Good luck to those biting today.
 
For anyone not keeping track, there is a tornado emergency now in a couple of SW Georgia counties. EDIT: Reports of a damage path a half-mile to a mile wide, and heading for some fairly densely populated areas (Americus, Plains, among other locations).
 
Based on the VAD, it looks like the hodographs in the ATL area and western GA / east AL are recovering. They had gone VBV as the MCS passed through. That storm about to cross into GA looks nasty and is head due east into the metro. I've never chased in the Southeast, so I don't know much about how bases recover post MCS down there, but it looks like bases didn't rise very much post passage.
 
High Risk is justified especially for cells crossing the outflow boundary of the morning cluster in Georgia. OFB is lifting into SC as well. While the area should feature the most concentrated tornadoes, it is a mess. Separately, MD 444 covers continuing Midwest concerns noted above.

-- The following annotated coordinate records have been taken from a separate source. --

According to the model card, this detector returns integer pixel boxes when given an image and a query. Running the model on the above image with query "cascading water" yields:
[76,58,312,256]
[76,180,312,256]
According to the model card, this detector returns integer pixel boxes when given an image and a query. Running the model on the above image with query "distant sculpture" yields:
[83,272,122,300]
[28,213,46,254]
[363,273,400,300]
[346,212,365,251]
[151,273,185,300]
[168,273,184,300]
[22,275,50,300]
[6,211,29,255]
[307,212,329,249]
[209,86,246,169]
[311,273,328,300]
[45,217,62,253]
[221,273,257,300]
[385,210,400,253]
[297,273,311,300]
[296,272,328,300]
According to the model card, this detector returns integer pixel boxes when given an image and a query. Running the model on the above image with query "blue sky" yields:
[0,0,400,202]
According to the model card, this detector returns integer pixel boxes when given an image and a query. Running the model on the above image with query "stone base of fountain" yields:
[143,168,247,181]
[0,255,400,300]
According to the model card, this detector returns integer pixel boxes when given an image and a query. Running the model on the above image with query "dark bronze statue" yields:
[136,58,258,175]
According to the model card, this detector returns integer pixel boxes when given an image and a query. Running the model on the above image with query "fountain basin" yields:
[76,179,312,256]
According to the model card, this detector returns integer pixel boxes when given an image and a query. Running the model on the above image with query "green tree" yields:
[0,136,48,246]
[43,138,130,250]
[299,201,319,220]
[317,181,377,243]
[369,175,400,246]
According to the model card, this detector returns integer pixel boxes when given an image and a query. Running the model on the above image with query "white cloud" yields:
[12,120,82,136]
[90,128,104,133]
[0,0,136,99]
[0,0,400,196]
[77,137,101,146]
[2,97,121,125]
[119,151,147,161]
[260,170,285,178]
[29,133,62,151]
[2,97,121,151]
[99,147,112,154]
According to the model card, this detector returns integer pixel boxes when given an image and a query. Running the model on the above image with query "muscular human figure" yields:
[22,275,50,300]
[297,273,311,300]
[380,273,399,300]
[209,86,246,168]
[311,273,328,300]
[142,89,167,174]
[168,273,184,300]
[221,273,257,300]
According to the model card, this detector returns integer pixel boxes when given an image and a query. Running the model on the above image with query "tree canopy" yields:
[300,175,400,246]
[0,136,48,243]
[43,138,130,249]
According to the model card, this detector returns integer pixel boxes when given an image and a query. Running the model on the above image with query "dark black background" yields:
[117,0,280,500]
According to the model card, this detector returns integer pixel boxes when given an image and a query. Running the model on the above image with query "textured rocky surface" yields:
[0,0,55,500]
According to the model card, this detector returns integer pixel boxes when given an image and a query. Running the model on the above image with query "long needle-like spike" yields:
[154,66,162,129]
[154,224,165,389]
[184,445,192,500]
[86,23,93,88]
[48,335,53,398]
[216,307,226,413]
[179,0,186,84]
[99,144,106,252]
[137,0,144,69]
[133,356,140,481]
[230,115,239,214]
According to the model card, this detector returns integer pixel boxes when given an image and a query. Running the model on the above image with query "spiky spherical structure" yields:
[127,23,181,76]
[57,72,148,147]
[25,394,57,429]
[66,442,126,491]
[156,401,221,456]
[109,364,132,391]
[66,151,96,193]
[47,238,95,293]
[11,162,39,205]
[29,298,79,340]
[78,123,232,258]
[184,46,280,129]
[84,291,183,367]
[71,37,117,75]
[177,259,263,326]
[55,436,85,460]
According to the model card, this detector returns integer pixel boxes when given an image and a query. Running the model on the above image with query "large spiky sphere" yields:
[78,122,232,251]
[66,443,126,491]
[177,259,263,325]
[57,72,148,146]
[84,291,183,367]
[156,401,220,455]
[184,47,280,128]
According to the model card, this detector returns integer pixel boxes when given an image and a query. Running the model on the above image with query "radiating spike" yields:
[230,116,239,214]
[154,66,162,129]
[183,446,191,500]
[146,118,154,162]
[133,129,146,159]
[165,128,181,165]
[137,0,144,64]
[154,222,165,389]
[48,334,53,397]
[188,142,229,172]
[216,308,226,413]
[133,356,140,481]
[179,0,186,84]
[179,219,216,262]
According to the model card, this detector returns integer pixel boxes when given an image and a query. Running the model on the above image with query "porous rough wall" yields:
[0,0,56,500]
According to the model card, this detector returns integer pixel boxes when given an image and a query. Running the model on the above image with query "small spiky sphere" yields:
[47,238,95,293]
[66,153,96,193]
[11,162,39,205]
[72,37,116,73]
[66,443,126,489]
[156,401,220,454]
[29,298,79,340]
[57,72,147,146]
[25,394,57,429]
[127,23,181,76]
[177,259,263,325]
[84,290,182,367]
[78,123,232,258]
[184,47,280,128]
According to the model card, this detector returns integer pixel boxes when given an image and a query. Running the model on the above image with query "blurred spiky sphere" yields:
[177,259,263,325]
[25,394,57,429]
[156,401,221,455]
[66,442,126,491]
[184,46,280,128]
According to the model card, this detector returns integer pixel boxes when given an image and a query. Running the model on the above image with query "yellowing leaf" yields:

In between, back end of Georgia outflow in North Alabama is lifting into southeast Tennessee. As of mid-afternoon, believe OFB intercepts the hybrid CF/DL in southern Middle Tennessee. Appears that the short-wave coming out of Arkansas is enough to recover the LLJ in East Tennessee and adjacent areas. Still some cool air in southeast Tennessee associated with North Georgia precip. Despite just-in-time everything (LLJ, dews, temps) isolated tornadoes may form in East Tennessee. Odds are lower than in the High Risk area, but visibility should be better in Tennessee.
 
It looks like the show is starting across the norther target area as well, as storms are beginning to far from far S IN to SC TN as the stronger H5 jet core approaches from the MS River valley. Two 18z soundings are available, one from BNA and one from ILN. Better moisture still remains further south, likely partially owed to ongoing deeper convection there, but should nose into N KY and E TN this evening. Shear profiles up north still look decent and activity is trying to remain somewhat discrete attm. In the immediate term, a couple of cells headed towards the I 64 corridor will be flirting with the surface boundary and are worth watching, despite Tds in the low to mid 50s in most locales towards LVX.